If the player is worth keeping, I would explain to him that kind of thing will not be tolerated, he either trusts you enough to let you handle things, or he finds a new group. Since he did try to make amends I would give him the benefit of the doubt, but make it very clear that this will not happen again.
 

As folks have said, I don't know that I'd be worried about regaining your neutrality. You seem to be committed to running a fair game. You handled the situation admirably. (I would have asked him to leave the game after he continued to dispute.)

What you ought to be worried about is this player's already-demonstrated tendency to have no clue when he's completely out of line. I know he apologized -- obviously, that's the right thing for him to have done. If he hadn't, I'd say just ask him to leave.

But there's still a problem: this guy has terrible judgment, and it ruined a session. And people just do not change. Not when the lapse of judgment is that serious. That is a sign of something else that is way off.

I would be very wary.

best,

Carpe
 

Gorrstagg said:
If your not sure you can DM because of this, I would be asking myself why?

If it's the player being present, and your losing face in front of others. Well you have three choices. Kick him out and get back to playing. Get back to playing with him in the group. Or just give up and hide away.

I was following down the list of responses looking for this one to make certain it was voiced. My opinion exactly.

Truth of the matter is, it seems your experiencing the challenge portion very strongly and it's affected you more than you realize. But you have to consider, like a good leader, either you get back up from the challenge as if Nothing happened, and move on with the story. Or step aside for someone else to do the job.

GM's, regardless of the game being run, are leaders, organizers, and the final arbiter of the game. This is well stated.
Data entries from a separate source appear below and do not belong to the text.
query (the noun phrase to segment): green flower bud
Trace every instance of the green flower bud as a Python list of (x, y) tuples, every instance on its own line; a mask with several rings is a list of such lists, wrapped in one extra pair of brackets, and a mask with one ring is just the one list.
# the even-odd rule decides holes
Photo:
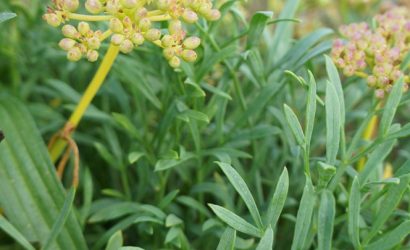
[(101, 46), (101, 41), (98, 39), (98, 37), (91, 37), (87, 40), (88, 43), (88, 48), (90, 49), (99, 49)]
[(213, 9), (209, 11), (207, 14), (205, 14), (204, 16), (209, 21), (216, 21), (219, 18), (221, 18), (221, 12), (219, 12), (219, 10), (217, 9)]
[(90, 62), (95, 62), (98, 60), (98, 52), (95, 50), (89, 50), (87, 52), (87, 60)]
[(124, 54), (130, 53), (133, 49), (134, 49), (134, 44), (128, 39), (125, 39), (120, 44), (120, 51)]
[(201, 39), (196, 36), (191, 36), (185, 39), (183, 45), (186, 49), (196, 49), (201, 44)]
[(119, 0), (108, 0), (107, 5), (105, 6), (105, 10), (112, 15), (118, 13), (120, 8)]
[(138, 27), (142, 31), (149, 30), (151, 28), (151, 21), (148, 18), (143, 18), (139, 21)]
[(184, 11), (184, 13), (182, 14), (182, 18), (187, 23), (195, 23), (196, 21), (198, 21), (198, 15), (189, 9), (186, 9)]
[(158, 0), (157, 7), (159, 10), (167, 10), (168, 9), (168, 0)]
[(135, 44), (135, 46), (140, 46), (144, 43), (144, 36), (141, 33), (134, 33), (131, 36), (131, 41)]
[(80, 50), (79, 48), (77, 48), (77, 47), (74, 47), (74, 48), (70, 49), (70, 50), (67, 52), (67, 59), (68, 59), (69, 61), (72, 61), (72, 62), (77, 62), (77, 61), (79, 61), (79, 60), (81, 59), (81, 56), (82, 56), (81, 50)]
[(61, 28), (61, 31), (63, 32), (63, 35), (68, 38), (77, 38), (79, 35), (77, 29), (70, 24), (64, 25), (63, 28)]
[(181, 65), (181, 60), (178, 57), (174, 56), (171, 58), (171, 60), (168, 61), (168, 63), (171, 67), (178, 68), (179, 65)]
[(99, 0), (87, 0), (85, 2), (85, 8), (91, 14), (99, 14), (103, 11), (104, 6)]
[(120, 0), (121, 5), (126, 9), (132, 9), (137, 6), (137, 0)]
[(186, 62), (195, 62), (198, 56), (195, 51), (187, 49), (182, 51), (181, 57)]
[(124, 41), (124, 39), (125, 39), (124, 35), (114, 34), (114, 35), (112, 35), (112, 37), (111, 37), (111, 42), (112, 42), (114, 45), (119, 46), (119, 45)]
[(161, 39), (161, 44), (165, 48), (171, 47), (172, 45), (175, 44), (175, 40), (171, 35), (164, 35)]
[(53, 27), (58, 27), (61, 24), (61, 17), (58, 16), (57, 14), (54, 13), (48, 13), (43, 15), (43, 19), (46, 20), (46, 22), (53, 26)]
[(75, 44), (77, 42), (74, 41), (73, 39), (70, 38), (63, 38), (61, 39), (61, 41), (58, 43), (58, 46), (60, 46), (60, 48), (62, 48), (65, 51), (69, 51), (70, 49), (72, 49)]
[(141, 8), (135, 12), (134, 18), (135, 20), (141, 20), (142, 18), (146, 17), (147, 14), (148, 14), (148, 10), (146, 8)]
[(174, 48), (165, 48), (162, 50), (162, 54), (167, 60), (171, 60), (172, 57), (175, 56), (175, 49)]
[(145, 38), (148, 41), (156, 41), (161, 37), (161, 31), (159, 29), (150, 29), (145, 33)]
[(76, 11), (79, 5), (80, 3), (78, 0), (64, 0), (63, 2), (63, 8), (70, 12)]
[(201, 6), (198, 8), (198, 12), (203, 15), (206, 16), (209, 14), (209, 12), (211, 11), (212, 5), (211, 4), (207, 4), (207, 3), (203, 3), (201, 4)]
[(118, 18), (111, 18), (110, 20), (110, 29), (114, 33), (122, 33), (124, 30), (124, 25)]
[(178, 34), (182, 31), (182, 23), (179, 20), (171, 20), (168, 24), (170, 34)]
[(81, 35), (86, 35), (91, 29), (90, 25), (86, 22), (80, 22), (78, 23), (78, 32), (80, 32)]

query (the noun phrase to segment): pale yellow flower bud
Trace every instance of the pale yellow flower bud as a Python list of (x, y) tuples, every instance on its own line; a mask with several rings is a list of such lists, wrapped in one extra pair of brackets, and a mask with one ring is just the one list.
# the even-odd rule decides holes
[(195, 62), (198, 56), (193, 50), (184, 50), (182, 51), (181, 57), (186, 62)]
[(212, 5), (211, 4), (207, 4), (207, 3), (202, 3), (201, 6), (198, 8), (198, 12), (203, 15), (206, 16), (209, 14), (209, 12), (211, 11)]
[(110, 21), (110, 29), (114, 33), (122, 33), (124, 30), (124, 25), (121, 20), (118, 18), (112, 18)]
[(81, 35), (87, 34), (91, 29), (90, 25), (86, 22), (80, 22), (78, 23), (78, 31), (80, 32)]
[(141, 20), (142, 18), (147, 17), (147, 14), (148, 10), (146, 8), (141, 8), (135, 12), (134, 18), (135, 20)]
[(158, 0), (157, 1), (157, 7), (160, 10), (167, 10), (169, 6), (169, 1), (168, 0)]
[(175, 49), (174, 48), (165, 48), (162, 51), (162, 54), (167, 60), (171, 60), (172, 57), (175, 56)]
[(134, 33), (131, 36), (131, 41), (135, 44), (135, 46), (143, 44), (144, 40), (144, 36), (141, 33)]
[(61, 28), (61, 31), (63, 32), (63, 35), (68, 38), (77, 38), (79, 36), (77, 29), (70, 25), (66, 24)]
[(205, 18), (209, 21), (216, 21), (221, 18), (221, 12), (217, 9), (210, 10), (207, 14), (204, 15)]
[(63, 8), (70, 12), (76, 11), (79, 5), (80, 3), (78, 0), (64, 0), (63, 2)]
[(178, 57), (174, 56), (168, 61), (168, 63), (171, 67), (178, 68), (179, 65), (181, 65), (181, 60)]
[(87, 0), (85, 2), (85, 8), (91, 14), (99, 14), (104, 10), (104, 6), (100, 0)]
[(186, 49), (196, 49), (201, 44), (201, 39), (196, 36), (191, 36), (185, 39), (183, 45)]
[(121, 5), (126, 9), (132, 9), (137, 6), (137, 0), (120, 0)]
[(138, 27), (142, 31), (146, 31), (149, 28), (151, 28), (151, 21), (148, 18), (143, 18), (143, 19), (140, 20)]
[(187, 23), (195, 23), (196, 21), (198, 21), (198, 15), (189, 9), (186, 9), (184, 11), (184, 13), (182, 14), (182, 18)]
[(68, 59), (69, 61), (72, 61), (72, 62), (77, 62), (77, 61), (79, 61), (79, 60), (81, 59), (81, 56), (82, 56), (81, 50), (80, 50), (79, 48), (77, 48), (77, 47), (74, 47), (74, 48), (70, 49), (70, 50), (67, 52), (67, 59)]
[(161, 44), (164, 47), (171, 47), (175, 44), (175, 40), (171, 35), (164, 35), (161, 39)]
[(121, 6), (119, 0), (108, 0), (105, 10), (110, 14), (117, 14)]
[(170, 34), (178, 34), (182, 31), (182, 23), (179, 20), (171, 20), (168, 24)]
[(87, 60), (90, 62), (95, 62), (98, 60), (98, 52), (95, 50), (89, 50), (87, 52)]
[(53, 27), (58, 27), (61, 24), (61, 17), (58, 16), (57, 14), (54, 13), (48, 13), (43, 15), (43, 19), (46, 20), (46, 22), (53, 26)]
[(72, 49), (75, 44), (77, 42), (74, 41), (73, 39), (70, 38), (63, 38), (61, 39), (61, 41), (58, 43), (58, 46), (60, 46), (60, 48), (62, 48), (65, 51), (69, 51), (70, 49)]
[(133, 49), (134, 49), (134, 44), (128, 39), (125, 39), (120, 44), (120, 51), (124, 54), (130, 53)]
[(156, 41), (160, 39), (161, 31), (159, 29), (150, 29), (145, 33), (145, 38), (148, 41)]
[(125, 39), (124, 35), (114, 34), (114, 35), (112, 35), (112, 37), (111, 37), (111, 42), (112, 42), (114, 45), (119, 46), (119, 45), (124, 41), (124, 39)]
[(88, 48), (94, 50), (94, 49), (99, 49), (101, 46), (101, 41), (98, 39), (98, 37), (91, 37), (87, 40), (88, 43)]

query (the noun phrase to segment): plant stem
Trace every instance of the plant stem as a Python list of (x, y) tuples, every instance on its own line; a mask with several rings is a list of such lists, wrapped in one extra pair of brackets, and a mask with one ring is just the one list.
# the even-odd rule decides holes
[[(72, 113), (70, 119), (66, 122), (63, 131), (67, 130), (68, 128), (71, 128), (71, 130), (73, 131), (77, 127), (81, 118), (84, 116), (85, 111), (87, 110), (88, 106), (90, 106), (91, 101), (93, 100), (101, 85), (103, 84), (105, 78), (107, 77), (108, 72), (110, 71), (115, 59), (117, 58), (118, 52), (119, 47), (111, 44), (108, 48), (107, 54), (105, 55), (100, 67), (98, 68), (93, 79), (88, 85), (76, 109)], [(53, 162), (57, 161), (61, 153), (64, 151), (66, 145), (67, 142), (59, 138), (49, 149), (51, 160)]]
[(83, 14), (77, 14), (77, 13), (67, 13), (67, 17), (69, 19), (87, 21), (87, 22), (108, 21), (112, 18), (112, 16), (110, 15), (92, 16), (92, 15), (83, 15)]

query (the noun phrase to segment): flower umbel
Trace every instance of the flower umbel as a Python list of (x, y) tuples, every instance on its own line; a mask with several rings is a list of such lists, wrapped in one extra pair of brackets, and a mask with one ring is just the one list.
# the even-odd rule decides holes
[[(101, 43), (110, 38), (122, 53), (130, 53), (145, 41), (163, 49), (164, 57), (172, 67), (178, 67), (181, 59), (193, 62), (194, 51), (200, 39), (187, 36), (183, 23), (192, 24), (203, 17), (209, 21), (220, 18), (210, 0), (86, 0), (84, 7), (90, 14), (75, 13), (79, 0), (53, 0), (43, 18), (51, 26), (62, 26), (63, 38), (59, 46), (67, 51), (70, 61), (87, 58), (98, 59)], [(77, 27), (68, 24), (79, 20)], [(105, 22), (107, 30), (93, 30), (89, 22)], [(167, 29), (159, 23), (168, 22)]]
[[(377, 15), (375, 28), (367, 23), (353, 23), (340, 27), (345, 40), (333, 43), (332, 58), (346, 76), (367, 79), (376, 96), (383, 98), (392, 84), (405, 76), (400, 68), (410, 51), (410, 14), (406, 7), (392, 7)], [(405, 89), (410, 79), (405, 76)]]

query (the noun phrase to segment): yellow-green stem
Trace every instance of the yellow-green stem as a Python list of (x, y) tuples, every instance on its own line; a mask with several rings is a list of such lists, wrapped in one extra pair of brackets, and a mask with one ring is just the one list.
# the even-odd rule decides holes
[[(105, 78), (107, 77), (107, 74), (114, 63), (115, 58), (117, 58), (118, 52), (118, 46), (111, 44), (108, 48), (107, 54), (104, 56), (100, 67), (98, 68), (93, 79), (88, 85), (76, 109), (65, 124), (63, 131), (69, 130), (70, 132), (72, 132), (77, 127), (81, 118), (84, 116), (85, 111), (87, 110), (88, 106), (90, 106), (91, 101), (93, 100), (101, 85), (103, 84)], [(49, 149), (49, 152), (51, 160), (53, 162), (57, 161), (66, 146), (67, 142), (60, 138), (57, 139), (57, 141), (52, 145), (52, 147)]]

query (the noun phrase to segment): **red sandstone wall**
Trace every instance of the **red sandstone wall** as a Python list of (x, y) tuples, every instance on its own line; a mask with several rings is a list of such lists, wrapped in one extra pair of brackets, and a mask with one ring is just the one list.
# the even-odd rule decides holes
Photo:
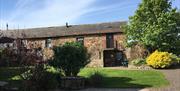
[[(114, 47), (125, 50), (123, 34), (114, 34)], [(52, 38), (52, 46), (58, 46), (65, 42), (76, 41), (76, 37)], [(27, 41), (29, 48), (45, 48), (45, 39), (29, 39)], [(106, 34), (86, 35), (84, 36), (84, 46), (91, 53), (91, 62), (89, 67), (103, 67), (103, 50), (106, 48)]]

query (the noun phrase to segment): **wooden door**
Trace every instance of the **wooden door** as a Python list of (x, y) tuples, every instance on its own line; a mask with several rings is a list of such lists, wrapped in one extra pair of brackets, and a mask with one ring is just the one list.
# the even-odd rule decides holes
[(105, 50), (104, 55), (104, 67), (113, 67), (115, 66), (115, 52), (113, 50)]

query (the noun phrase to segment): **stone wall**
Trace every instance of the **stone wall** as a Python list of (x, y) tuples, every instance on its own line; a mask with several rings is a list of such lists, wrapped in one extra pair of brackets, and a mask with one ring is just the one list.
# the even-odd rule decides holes
[(137, 44), (131, 48), (125, 47), (125, 39), (126, 36), (124, 34), (114, 35), (116, 48), (123, 51), (129, 61), (146, 56), (147, 50), (142, 45)]
[(132, 61), (137, 58), (145, 58), (148, 54), (148, 51), (142, 45), (135, 45), (131, 48), (126, 48), (126, 56), (129, 61)]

Do I think the player was wrong for being stubborn about his information? Yes I do. And I would also give him a one time final warning. If he disrupted play like that again, and didn't take my final ruling, he's out of the group. No questions asked. Just get up pack your gear and leave the game. Then I would take a 5-10 minute break and make sure he didn't key a car, and watch him leave. Then we get back to gaming.
The only thing I'd add is not to say this in front of the group. Inform him in private, and in person. Be firm but make it clear to him that you aren't mad at him over this anymore, you've just made your decision and he can live with it or choose to leave now.

If you can't get to the point where you aren't mad or can deal with him one on one in a calm fair fashion, then the issue isn't his anymore and no one on this board is going to be able to advise you on how to get over it because only you will know the answer.

It's human to make mistakes, and it's human to forgive.

So forgive yourself, and the player. Lay down the law, and move on.
Bravo! Again well said.

(I have been gaming 23 years, so I'm not some green newb with this perspective. It's been gained over many years with many different groups of people and experiences.
I've been gaming 27 years myself, maybe that's why I'm agreeing so easily with you're perspective on this. :)

By the way Virel, kudos to you for taking the time to think about this and then looking for other people's advice. It says good things about you that you are willing to ask for help in a situation like this.
 

I think this has some excellent perspectives on the issue. I would suggest that you have the player read this thread and then privately meet with him. In this meeting I would let him present his side of the issue first. Then I would let him know that while you may make mistakes in the math and questions / reminders are appreciated once something has been checked your word is final. I would then give him his one and final warning and if he forces you to invoke rule zero he will be removed from the game.

Remember even if he is wrong the DM is always right. Your entire role is to prevent or end the coyboys and indians argument he brought into the game. ( you know *BANG* you're dead. No I'm not you missed. etc etc etc)

If you are as good of a DM as I suspect you are you probably spend 2-3 times as much time on the game as your players do and with very little thanks for it.